Ecco le trattative: «Affitto per un anno», pensa il proprietario, mentre Kong insiste per 12 anni; «nessuno fa mai un contratto di colpo per 12 anni, semmai due»; «11 anni e 11 mesi magari»; «non si può! Massimo tre anni»; «va bene 11 anni e 10 mesi?»; «solo quattro anni, non di più …»; «11 anni e 8 mesi?» …e così via; alla fine il buon padrone, esausto: «Basta! 10 anni, ultima parola!».

 

La ristrutturazione comincia Non servono progetti esecutivi, operai e capocantiere non ne tengono conto. Sanno bene come fare.

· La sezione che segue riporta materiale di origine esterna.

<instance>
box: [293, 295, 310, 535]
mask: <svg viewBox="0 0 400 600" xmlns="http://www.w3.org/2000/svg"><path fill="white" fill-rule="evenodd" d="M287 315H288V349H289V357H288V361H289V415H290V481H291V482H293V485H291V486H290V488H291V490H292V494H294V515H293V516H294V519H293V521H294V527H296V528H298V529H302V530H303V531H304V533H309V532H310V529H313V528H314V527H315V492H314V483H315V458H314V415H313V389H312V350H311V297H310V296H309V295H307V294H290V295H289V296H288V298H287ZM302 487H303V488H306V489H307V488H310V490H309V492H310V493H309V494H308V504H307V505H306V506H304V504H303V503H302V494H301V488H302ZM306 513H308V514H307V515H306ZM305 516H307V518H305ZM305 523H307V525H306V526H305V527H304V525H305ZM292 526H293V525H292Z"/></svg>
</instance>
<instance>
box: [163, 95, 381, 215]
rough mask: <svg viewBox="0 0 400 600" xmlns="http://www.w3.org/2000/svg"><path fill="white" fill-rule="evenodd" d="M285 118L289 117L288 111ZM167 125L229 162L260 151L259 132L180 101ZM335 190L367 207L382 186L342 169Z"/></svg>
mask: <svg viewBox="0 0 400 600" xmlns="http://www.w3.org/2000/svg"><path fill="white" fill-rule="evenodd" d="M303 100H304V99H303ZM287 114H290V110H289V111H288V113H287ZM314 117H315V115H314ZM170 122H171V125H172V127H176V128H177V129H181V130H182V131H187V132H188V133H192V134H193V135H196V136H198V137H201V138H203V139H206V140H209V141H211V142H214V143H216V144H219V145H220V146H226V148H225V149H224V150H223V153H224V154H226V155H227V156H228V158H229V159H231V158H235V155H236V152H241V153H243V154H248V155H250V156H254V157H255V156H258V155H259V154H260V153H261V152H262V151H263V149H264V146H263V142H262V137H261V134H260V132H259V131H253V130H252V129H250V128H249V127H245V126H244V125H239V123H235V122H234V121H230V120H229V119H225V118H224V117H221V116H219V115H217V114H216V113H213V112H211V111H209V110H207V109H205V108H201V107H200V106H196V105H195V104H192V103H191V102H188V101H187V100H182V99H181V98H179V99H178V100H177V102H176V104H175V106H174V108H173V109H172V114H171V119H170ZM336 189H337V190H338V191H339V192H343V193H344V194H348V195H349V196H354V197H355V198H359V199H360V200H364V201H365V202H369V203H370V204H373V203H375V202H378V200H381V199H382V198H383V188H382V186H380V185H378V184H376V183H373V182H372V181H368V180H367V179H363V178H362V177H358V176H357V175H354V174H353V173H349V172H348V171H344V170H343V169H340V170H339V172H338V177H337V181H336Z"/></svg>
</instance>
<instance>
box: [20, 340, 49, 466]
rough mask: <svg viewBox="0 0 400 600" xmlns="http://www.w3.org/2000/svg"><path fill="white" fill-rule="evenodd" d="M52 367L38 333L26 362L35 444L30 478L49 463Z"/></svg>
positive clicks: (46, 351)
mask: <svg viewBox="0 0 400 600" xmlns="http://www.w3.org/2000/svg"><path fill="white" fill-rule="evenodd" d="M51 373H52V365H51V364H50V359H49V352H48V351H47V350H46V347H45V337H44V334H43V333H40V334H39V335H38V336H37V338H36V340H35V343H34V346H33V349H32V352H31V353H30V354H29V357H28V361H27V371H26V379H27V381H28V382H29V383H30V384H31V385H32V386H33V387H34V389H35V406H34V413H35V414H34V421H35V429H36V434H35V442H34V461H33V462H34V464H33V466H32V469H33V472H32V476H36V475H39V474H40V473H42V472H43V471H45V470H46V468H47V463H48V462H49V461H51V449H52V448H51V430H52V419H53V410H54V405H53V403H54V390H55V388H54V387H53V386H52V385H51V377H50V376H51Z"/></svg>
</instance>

Si arriva all’inaugurazione in meno di due mesi. Un locale semplice e confortevole, dove prevale l’armonia tibetana e ognuno si sente a casa. Oltre al caffè con latte di yak, puoi bere caffè thailandese, vietnamita, tè di rose, limonata e birra. Parecchi visitatori vanno per poter dire semplicemente «ci sono stato!», mentre i frequentatori abituali sono amici che si incontrano per esprimere e scambiarsi idee.

 

Quando ci si separa, ognuno seguirà il proprio cammino, ma spesso rimarrà legato a quella rete di cuori in attesa di un ritorno a Lasha.

Il 14 marzo 2008 scoppiano dei disordine a Lasha, i tibetani sfidano gli han e la Cina invia l’esercito. La città cade nel caos. Kong e Oat sono costretti a rifugiarsi per giorni in albergo con altri turisti. Spinn Cafe, proprietà di un han e di un thai, viene custodito da Zhuoga. Legato al cancello di entrata c’è un kata, sciarpa bianca in segno di saluto, simbolo di buon auspicio. Nessun danno subito!

 

Lo stesso caffè, se lo bevi a casa o a Lasha, ha un sapore diverso. Giustamente dice Chuang Tzu, antico pensatore cinese: «Tu non sei un pesce, come puoi capire la felicità di un pesce?». Eppure una gioia che tutti possono provare è quella di aver custodito ciò che si ritiene giusto custodire, e allo stesso tempo, lasciato ciò che si è dovuto lasciare, con distacco.

 

P.S. Speriamo ora che qualcuno voglia tradurre il libro dal cinese all’inglese!